E c’è in effetti di che esserne orgogliosi: la Riserva naturale di Srebarna svolge un ruolo fondamentale nell’avventura migratoria degli uccelli del Palaearctic Occidentale, circondata da colline che offrono un confine naturale e un mezzo ideale per osservare gli uccelli acquatici. Più esattamente, la qualifica internazionale è stata assegnata dall’Unesco per la conservazione e la protezione dell’ambiente all’interno del Programma sull’Uomo e la biosfera - Mab (Man and Biosphere). Le riserve della biosfera sono aree di ecosistemi terrestri, costieri e marini in cui, attraverso un’appropriata gestione del territorio, si associa la conservazione dell’ecosistema e la sua biodiversità con l’utilizzo sostenibile delle risorse naturali a beneficio delle comunità locali: ciò comprende attività di ricerca, controllo, educazione e formazione.

“Il Comune di Silistra insieme alle comunità locali e alle altre istituzioni pubbliche – spiega il sindaco Yilian Naidenov – ha sostenuto con grande impegno ed entusiasmo la candidatura di Srebarna visto che rispetta in pieno le indicazioni della ‘Strategia di Siviglia’ del 1996 e del suo documento integrativo ‘Siviglia plus 5’ cion cui si promuove l’integrazione tra la Riserva e le politiche ed i programmi di conservazione internazionali, nazionali e regionali. Una grande opportunità di tutela e di promozione del nostro territorio, tenuto conto che le Biosphere Reserves rappresentano, con i World Heritage Sites e le Wetlands of International Importance, una delle tre categorie di protezione di livello internazionale, che vengono ad integrarsi nella ricca e diversificata gamma di tipologie di aree naturali protette istituite dai diversi sistemi di classificazione nazionali”.

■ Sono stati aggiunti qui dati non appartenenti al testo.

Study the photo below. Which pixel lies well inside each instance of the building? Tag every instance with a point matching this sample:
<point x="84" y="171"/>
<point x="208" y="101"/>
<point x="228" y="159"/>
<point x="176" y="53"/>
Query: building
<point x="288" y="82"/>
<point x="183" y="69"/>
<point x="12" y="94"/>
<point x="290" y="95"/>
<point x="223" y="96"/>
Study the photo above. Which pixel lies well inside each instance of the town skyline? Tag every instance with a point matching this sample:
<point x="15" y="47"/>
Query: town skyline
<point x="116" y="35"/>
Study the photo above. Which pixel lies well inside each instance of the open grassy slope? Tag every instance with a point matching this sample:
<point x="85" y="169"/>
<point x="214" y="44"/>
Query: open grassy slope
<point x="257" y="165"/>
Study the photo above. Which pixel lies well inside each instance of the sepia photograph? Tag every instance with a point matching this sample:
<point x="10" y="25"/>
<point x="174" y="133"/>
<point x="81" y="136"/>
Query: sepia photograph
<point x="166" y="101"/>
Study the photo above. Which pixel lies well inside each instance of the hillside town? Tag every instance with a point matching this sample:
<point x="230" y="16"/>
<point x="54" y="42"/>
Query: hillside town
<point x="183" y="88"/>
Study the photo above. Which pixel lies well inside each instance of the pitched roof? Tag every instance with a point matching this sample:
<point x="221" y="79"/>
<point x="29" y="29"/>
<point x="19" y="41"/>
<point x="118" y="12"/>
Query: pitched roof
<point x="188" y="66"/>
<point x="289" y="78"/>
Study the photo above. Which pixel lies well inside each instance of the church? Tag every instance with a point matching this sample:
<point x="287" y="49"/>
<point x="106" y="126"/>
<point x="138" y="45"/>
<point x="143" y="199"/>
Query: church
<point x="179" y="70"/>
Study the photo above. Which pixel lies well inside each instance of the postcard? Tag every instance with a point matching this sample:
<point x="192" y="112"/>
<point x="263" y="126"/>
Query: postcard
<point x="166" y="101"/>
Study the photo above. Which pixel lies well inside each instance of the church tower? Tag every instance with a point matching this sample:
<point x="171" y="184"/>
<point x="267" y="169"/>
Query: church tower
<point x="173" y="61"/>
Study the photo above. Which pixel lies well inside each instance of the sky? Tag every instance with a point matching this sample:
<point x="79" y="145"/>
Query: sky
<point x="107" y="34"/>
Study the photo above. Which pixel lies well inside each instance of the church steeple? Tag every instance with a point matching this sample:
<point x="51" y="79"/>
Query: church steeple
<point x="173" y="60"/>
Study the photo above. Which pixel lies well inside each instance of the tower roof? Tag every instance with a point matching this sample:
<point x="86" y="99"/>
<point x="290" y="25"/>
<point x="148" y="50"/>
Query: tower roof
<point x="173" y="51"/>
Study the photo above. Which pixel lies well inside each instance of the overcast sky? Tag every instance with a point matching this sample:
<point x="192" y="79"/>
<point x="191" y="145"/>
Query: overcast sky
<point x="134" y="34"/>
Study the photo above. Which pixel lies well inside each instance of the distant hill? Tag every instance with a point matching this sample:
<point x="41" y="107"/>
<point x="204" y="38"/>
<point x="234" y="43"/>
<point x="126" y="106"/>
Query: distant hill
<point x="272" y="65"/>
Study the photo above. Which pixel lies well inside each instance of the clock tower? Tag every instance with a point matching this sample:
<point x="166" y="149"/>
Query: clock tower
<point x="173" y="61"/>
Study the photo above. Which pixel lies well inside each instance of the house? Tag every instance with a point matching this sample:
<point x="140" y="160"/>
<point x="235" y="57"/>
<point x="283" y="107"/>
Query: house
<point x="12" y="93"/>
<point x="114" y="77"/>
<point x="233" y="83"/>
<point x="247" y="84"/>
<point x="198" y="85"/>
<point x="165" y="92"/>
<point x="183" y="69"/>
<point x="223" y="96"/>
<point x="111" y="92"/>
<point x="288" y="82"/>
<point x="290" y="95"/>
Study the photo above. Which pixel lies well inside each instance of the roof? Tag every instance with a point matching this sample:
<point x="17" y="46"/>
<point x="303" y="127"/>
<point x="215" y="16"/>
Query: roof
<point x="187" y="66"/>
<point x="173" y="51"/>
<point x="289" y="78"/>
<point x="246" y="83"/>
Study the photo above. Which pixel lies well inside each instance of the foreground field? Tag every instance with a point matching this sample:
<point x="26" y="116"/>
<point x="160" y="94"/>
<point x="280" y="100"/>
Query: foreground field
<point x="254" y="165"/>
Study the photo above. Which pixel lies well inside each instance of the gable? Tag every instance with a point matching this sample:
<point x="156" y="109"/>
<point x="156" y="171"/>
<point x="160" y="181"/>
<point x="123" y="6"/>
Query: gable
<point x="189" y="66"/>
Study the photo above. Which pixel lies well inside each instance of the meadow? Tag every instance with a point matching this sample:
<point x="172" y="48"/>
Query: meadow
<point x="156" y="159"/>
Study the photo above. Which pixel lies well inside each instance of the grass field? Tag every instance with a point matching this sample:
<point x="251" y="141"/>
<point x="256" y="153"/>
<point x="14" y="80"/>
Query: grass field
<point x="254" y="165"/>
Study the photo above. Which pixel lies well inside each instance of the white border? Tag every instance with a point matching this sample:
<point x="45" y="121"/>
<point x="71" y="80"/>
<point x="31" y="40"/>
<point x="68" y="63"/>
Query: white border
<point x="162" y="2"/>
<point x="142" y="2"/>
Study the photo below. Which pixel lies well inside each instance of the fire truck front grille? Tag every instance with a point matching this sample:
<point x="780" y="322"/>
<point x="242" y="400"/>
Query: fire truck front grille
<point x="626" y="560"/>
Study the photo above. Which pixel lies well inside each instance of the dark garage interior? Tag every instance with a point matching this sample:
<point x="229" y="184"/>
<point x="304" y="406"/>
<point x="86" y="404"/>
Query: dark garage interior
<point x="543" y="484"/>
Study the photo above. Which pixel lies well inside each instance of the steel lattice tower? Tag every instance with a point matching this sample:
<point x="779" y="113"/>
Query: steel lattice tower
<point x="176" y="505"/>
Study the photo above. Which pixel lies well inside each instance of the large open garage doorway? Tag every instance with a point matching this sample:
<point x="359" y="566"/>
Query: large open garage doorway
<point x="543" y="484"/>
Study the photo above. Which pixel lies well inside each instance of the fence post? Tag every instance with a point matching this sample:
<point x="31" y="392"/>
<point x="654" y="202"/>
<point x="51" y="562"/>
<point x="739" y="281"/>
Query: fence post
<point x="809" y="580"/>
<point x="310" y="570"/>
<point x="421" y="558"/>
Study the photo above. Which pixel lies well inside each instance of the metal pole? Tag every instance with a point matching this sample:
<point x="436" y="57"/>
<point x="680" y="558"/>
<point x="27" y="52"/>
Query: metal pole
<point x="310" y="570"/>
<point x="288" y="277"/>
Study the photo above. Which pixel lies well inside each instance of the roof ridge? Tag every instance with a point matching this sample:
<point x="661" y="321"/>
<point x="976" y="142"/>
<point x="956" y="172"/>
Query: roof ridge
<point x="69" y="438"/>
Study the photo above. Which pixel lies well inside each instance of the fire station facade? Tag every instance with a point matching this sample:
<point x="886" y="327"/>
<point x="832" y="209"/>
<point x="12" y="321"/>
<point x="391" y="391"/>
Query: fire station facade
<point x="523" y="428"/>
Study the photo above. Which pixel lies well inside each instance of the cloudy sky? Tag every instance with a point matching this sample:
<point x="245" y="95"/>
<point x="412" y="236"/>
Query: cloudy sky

Silistra significa “argento” e l’origine del nome - secondo una leggenda ritenuta la più probabile tra quelle che circolano in zona – si deve ai riflessi argentei sulla superficie del lago durante le notti di luna piena. La Riserva Naturale di Srebarna sembra davvero un lago d’argento: il suo vasto specchio d’acqua dolce adiacente al Danubio si sviluppa su 638 ettari e assicura condizioni ottimali per la nidificazione di 99 specie di uccelli e un’habitat stagionale per un’ottantina di specie di uccelli migratori. Tra le specie più interessanti di uccelli ci sono il pellicano dalmata, l’airone bianco maggiore, il nitticora, l’airone rosso, il mignattaio e la spatola.

“Srebarna è un importante esempio di zona umida – tiene a dire il sindaco Yilian Naidenov - c'è una grande varietà di specie animali e vegetali che sono in pericolo di estinzione e dunque assolutamente da proteggere. Isole ‘galleggianti’, foreste allagate e salici forniscono agli uccelli un buon posto per la nidificazione. Il versante settentrionale del lago è ricco di canneti e lungo il Danubio c’è un lembo di terra con secolari salici bianchi”. La riserva ospita l’unica colonia di pellicani della Dalmazia in Bulgaria e le più grandi popolazioni di quattro specie globalmente minacciate: marangone minore, moretta tabaccata, falco pescatore e re di quaglie (la gallinella terrestre). Non solo: il Parco di Srebarna è di importanza europea anche per le specie di tarabusino, nitticora, sgarza ciuffetto, garzetta, airone bianco maggiore, airone rosso, mignattaio, spatola e volpoca rubicondo. Ci sono anche tre specie di starne protette in quanto in pericolo di estinzione: marangone minore, oca lombardella e oca dal petto rosso.

Per tutti gli amanti della natura e dei luoghi al di fuori dal comune, la Riserva Naturale di Srebarna è sicuramente un luogo da conoscere e da vivere.